L’attuazione del progetto F.I.O.R.I., secondo quanto indicato dal disciplinare del MIUR, ha tenuto conto, sin dalla fase di progettazione preliminare, di una serie di vincoli, ambiti e confini coerenti con le finalità del Bando e con gli obiettivi generali dell’azione pilota. Il primo ambito riguardava le dimensioni fisiche del progetto, la caratterizzazione massiva dell’intervento: 2600 persone destinatarie dell’attività formativa, tutti gli atenei del mezzogiorno coinvolti nell’attuazione del progetto, le istituzioni di ricerca che operano nell’ambito sanitario nelle Regioni del Sud, le istituzioni di alta formazione musicale, artistica e coreutica.
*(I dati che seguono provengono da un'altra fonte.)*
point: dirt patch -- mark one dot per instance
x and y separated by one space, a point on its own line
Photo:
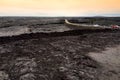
110 60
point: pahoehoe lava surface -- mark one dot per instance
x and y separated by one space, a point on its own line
55 56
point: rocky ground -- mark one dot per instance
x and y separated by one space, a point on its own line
56 57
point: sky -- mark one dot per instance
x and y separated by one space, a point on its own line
59 7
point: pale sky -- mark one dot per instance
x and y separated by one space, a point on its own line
59 7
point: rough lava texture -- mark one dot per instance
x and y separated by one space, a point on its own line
55 58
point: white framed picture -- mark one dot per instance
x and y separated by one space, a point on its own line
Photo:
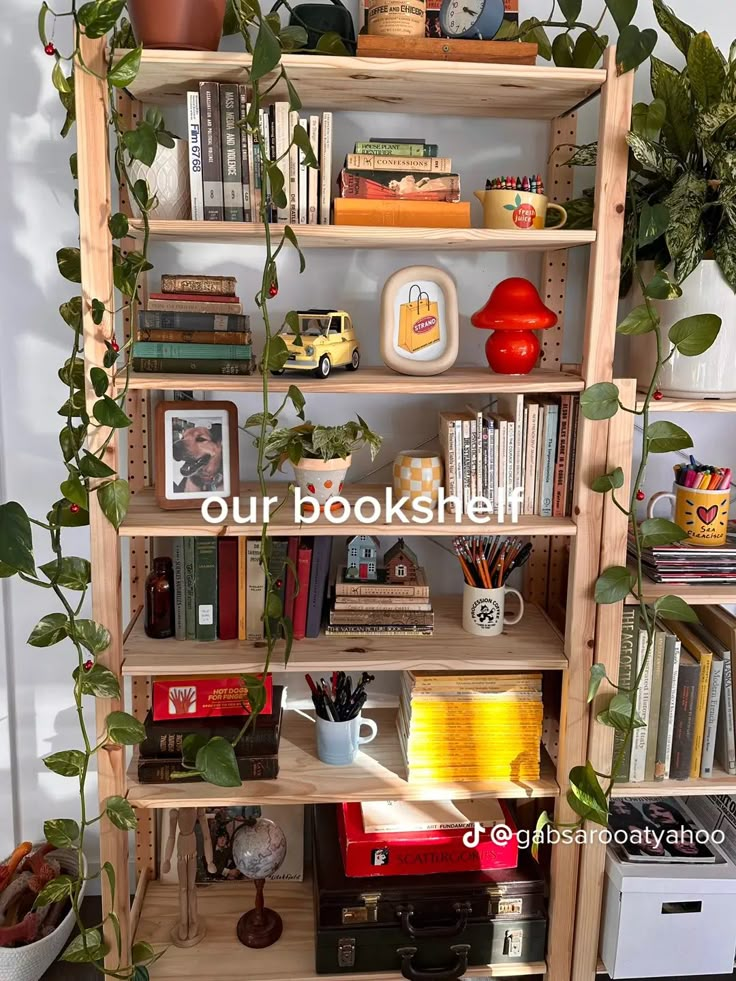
419 321
196 452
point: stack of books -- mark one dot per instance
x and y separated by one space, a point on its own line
219 586
160 753
685 698
195 325
692 564
470 726
226 162
400 182
520 443
363 609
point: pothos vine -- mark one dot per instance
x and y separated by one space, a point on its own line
86 435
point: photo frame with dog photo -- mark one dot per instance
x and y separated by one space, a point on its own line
196 453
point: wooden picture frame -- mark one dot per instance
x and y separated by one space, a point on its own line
188 448
420 332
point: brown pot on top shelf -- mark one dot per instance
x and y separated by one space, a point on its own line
184 25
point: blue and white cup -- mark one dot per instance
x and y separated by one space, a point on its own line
338 742
484 610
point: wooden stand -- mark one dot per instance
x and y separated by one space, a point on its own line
429 87
447 49
259 927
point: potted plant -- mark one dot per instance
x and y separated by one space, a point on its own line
320 455
681 208
186 25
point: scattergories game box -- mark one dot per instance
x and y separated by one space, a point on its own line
414 924
420 852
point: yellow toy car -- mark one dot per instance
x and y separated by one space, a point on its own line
327 341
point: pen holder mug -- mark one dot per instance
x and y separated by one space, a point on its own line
338 742
702 514
517 209
484 610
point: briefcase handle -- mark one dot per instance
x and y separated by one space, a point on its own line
406 913
452 973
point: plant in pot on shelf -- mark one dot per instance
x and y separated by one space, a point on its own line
681 213
320 455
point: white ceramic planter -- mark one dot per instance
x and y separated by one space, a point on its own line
168 179
709 375
321 479
31 962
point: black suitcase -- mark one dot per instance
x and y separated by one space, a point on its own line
421 923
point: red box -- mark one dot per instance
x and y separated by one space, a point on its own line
203 697
419 852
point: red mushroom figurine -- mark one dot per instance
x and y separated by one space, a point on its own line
513 311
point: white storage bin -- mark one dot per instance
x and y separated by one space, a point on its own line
666 920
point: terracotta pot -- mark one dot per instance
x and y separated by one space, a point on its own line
321 479
185 25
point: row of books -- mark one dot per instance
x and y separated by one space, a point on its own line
685 698
519 443
195 325
226 162
470 726
363 609
257 751
399 182
219 585
692 564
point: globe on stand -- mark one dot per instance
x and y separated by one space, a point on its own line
259 848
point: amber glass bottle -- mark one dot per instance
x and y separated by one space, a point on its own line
160 600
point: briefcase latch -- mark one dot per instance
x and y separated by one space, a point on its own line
368 913
346 952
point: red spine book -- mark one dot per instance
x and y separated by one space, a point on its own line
292 552
419 852
227 591
303 567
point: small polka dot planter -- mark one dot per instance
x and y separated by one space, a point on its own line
417 475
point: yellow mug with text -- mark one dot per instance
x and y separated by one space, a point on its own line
703 515
517 209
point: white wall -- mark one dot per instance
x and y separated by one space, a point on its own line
36 217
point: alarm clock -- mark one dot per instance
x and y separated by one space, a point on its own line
471 18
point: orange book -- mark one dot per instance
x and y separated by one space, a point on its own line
401 214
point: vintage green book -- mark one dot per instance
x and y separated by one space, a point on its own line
205 587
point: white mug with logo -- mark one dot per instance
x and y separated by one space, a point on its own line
484 610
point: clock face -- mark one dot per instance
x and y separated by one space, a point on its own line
471 18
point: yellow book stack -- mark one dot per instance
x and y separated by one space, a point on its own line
471 726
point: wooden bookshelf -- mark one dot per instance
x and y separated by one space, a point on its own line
146 518
292 959
378 773
535 643
568 548
460 380
382 84
362 237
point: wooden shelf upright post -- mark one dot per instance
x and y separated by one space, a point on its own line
600 335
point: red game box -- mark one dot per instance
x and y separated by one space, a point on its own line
203 697
419 852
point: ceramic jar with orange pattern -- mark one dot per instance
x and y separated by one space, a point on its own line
321 480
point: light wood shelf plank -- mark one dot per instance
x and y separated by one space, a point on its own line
290 959
696 595
719 783
377 774
532 645
689 405
466 380
380 84
368 237
146 518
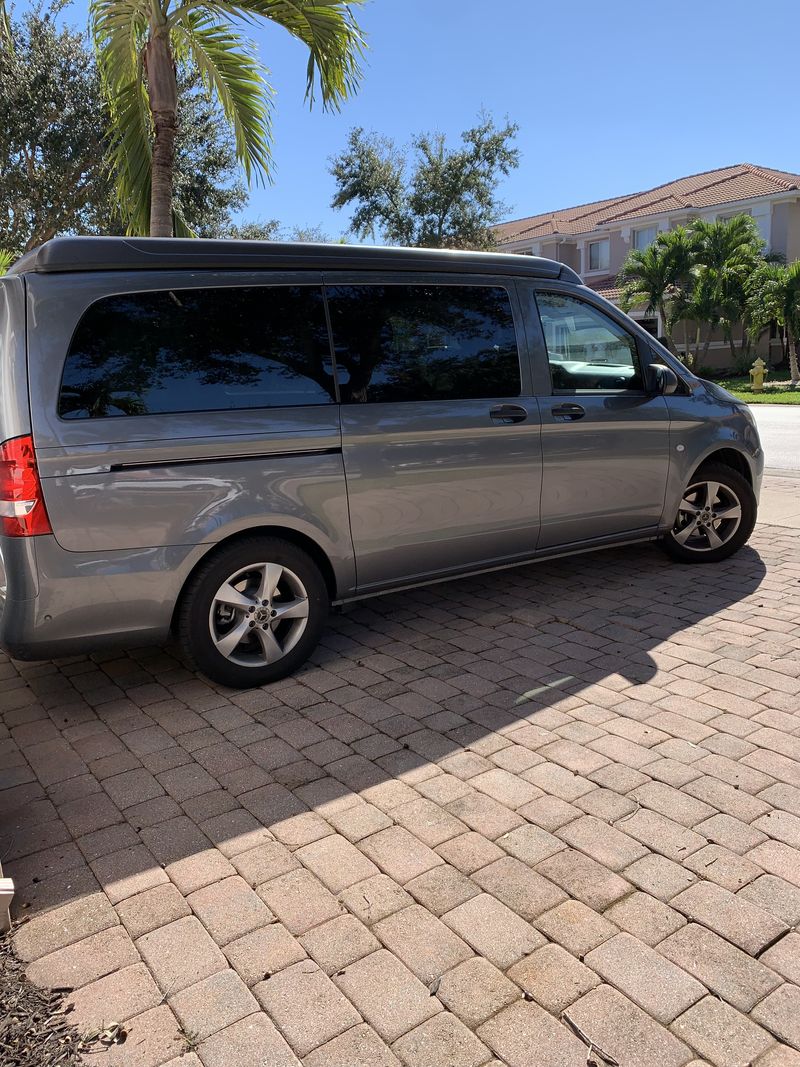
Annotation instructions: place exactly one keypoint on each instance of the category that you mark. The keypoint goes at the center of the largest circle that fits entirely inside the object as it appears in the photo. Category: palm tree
(792, 318)
(725, 253)
(139, 44)
(655, 277)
Il secondo vincolo riguardava i tempi di attuazione, fortemente costretti dal ciclo di programmazione del PON 2000/2006 e che, quindi determinavano una serie di scelte progettuali molto focalizzate e dirette, da una parte, ed impedivano un approccio seriale e consecutivo al project cycle specifico di F.I.O.R.I., imponendo una caratterizzazione attuativa di tipo parallelo ed una metodologia olistica nella costruzione del progetto nel suo complesso. Il terzo confine di intervento è stato il carattere sperimentale proprio del Progetto Pilota del Ministero dell’Università e della Ricerca. La sperimentalità dell’intervento richiedeva che il progetto in fase di attuazione assumesse alcuni tratti caratteristici: la definizione degli obiettivi specifici da raggiungere, la misurazione dei risultati ottenuti rispetto alle ipotesi preliminari, l’analisi delle varianze, la replicabilità della sperimentazione, la messa in comune dei risultati della sperimentazione. Il quarto confine riguardava, infine, la costruzione di una community più ampia dell’apporto dei singoli destinatari, uno spazio aperto nel cui ambito formare ed informare, diffondere e replicare, confrontare e misurare. Questa sfida era ben delineata nella nostra progettazione preliminare che si poneva l’obiettivo di costruire una working & learning community come finalità e come mezzo, ad un tempo, per la diffusione dell’innovazione nelle istituzioni coinvolte. Gli ambiti ed i confini sopraindicati hanno preso corpo nella fase di progettazione, trasformandosi da vincoli in obiettivi caratterizzanti il Progetto F.I.O.R.I. e, quindi, cangiando la loro natura da limiti a opportunità e risorse potenziali.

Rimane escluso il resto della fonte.